Dear Cutting Edge 2: Going for the Gold, you make the original 1992 movie about moody ice princess Kate (Moira Kelly), who falls for macho hockey player Doug (D.B. Sweeney) look like an intricately plotted masterpiece. See, I have to pretend to hate you for a while before I ultimately declare my love (preferably as we perform a climactic Olympic figure-skating routine). That is, after all, what happened in the original slumber-party classic...and in ABC Family's sequel (premiering March 12, 7 p.m.), which follows the romance of Kate and Doug's daughter, Jackie (Christy Carlson Romano), and her skating partner, Alex (Ross Thomas). Here's everything that's so wrong and yet so right about Going for the Gold.
NO CAMEOS!
Kelly and Sweeney are AWOL; we're forced to accept Stepfanie Kramer and Scott Thompson Baker as now-coach Kate and now-skating commentator Doug.
NO SENSE OF HISTORY
Doug and Kate took the gold in '92; Gold culminates this year in Torino.
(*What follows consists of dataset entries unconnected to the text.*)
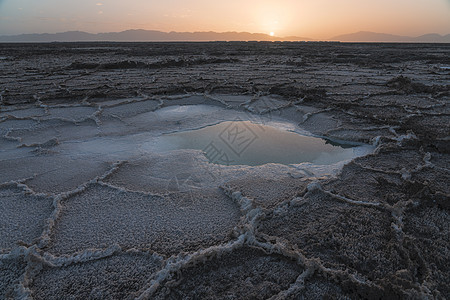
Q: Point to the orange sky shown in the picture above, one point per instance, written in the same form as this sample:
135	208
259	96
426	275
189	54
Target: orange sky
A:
318	19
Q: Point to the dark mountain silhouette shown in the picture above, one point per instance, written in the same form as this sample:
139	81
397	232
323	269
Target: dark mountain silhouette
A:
140	35
367	36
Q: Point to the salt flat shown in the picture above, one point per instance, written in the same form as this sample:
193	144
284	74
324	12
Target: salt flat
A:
94	207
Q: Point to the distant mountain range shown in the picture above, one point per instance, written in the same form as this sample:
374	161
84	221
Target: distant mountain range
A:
140	35
367	36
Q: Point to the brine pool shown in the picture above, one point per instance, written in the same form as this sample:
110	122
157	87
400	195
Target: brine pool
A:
252	144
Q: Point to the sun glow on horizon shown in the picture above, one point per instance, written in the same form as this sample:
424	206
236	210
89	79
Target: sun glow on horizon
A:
311	19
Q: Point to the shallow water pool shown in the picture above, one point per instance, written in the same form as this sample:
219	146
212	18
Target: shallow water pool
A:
247	143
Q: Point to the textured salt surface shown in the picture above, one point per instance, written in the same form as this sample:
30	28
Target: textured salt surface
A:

Even if Jackie was conceived the night Doug and Kate won, she'd only be
14. (Romano is 21.) Meanwhile, extreme in-line skater Alex drinks, so
he's, presumably, 21 (this is ABC Family, after all). As for Jackie and Alex's meet-cute, Mom and Dad never say, ''Weird, this totally happened
to us, too!''
NO CATCHPHRASE
''Toe pick!'' Can't beat that.
In summary, Gold, your triple jumps have nothing on that physics-defying Pamchenko that sealed the deal for Doug and Kate. But we can't deny the irresistible pull of a story about a mismatched pair thawing each other's hearts while the camera cuts to wide shots because they're clearly not doing their own skating. In guilty- pleasure merit, a solid 5.0.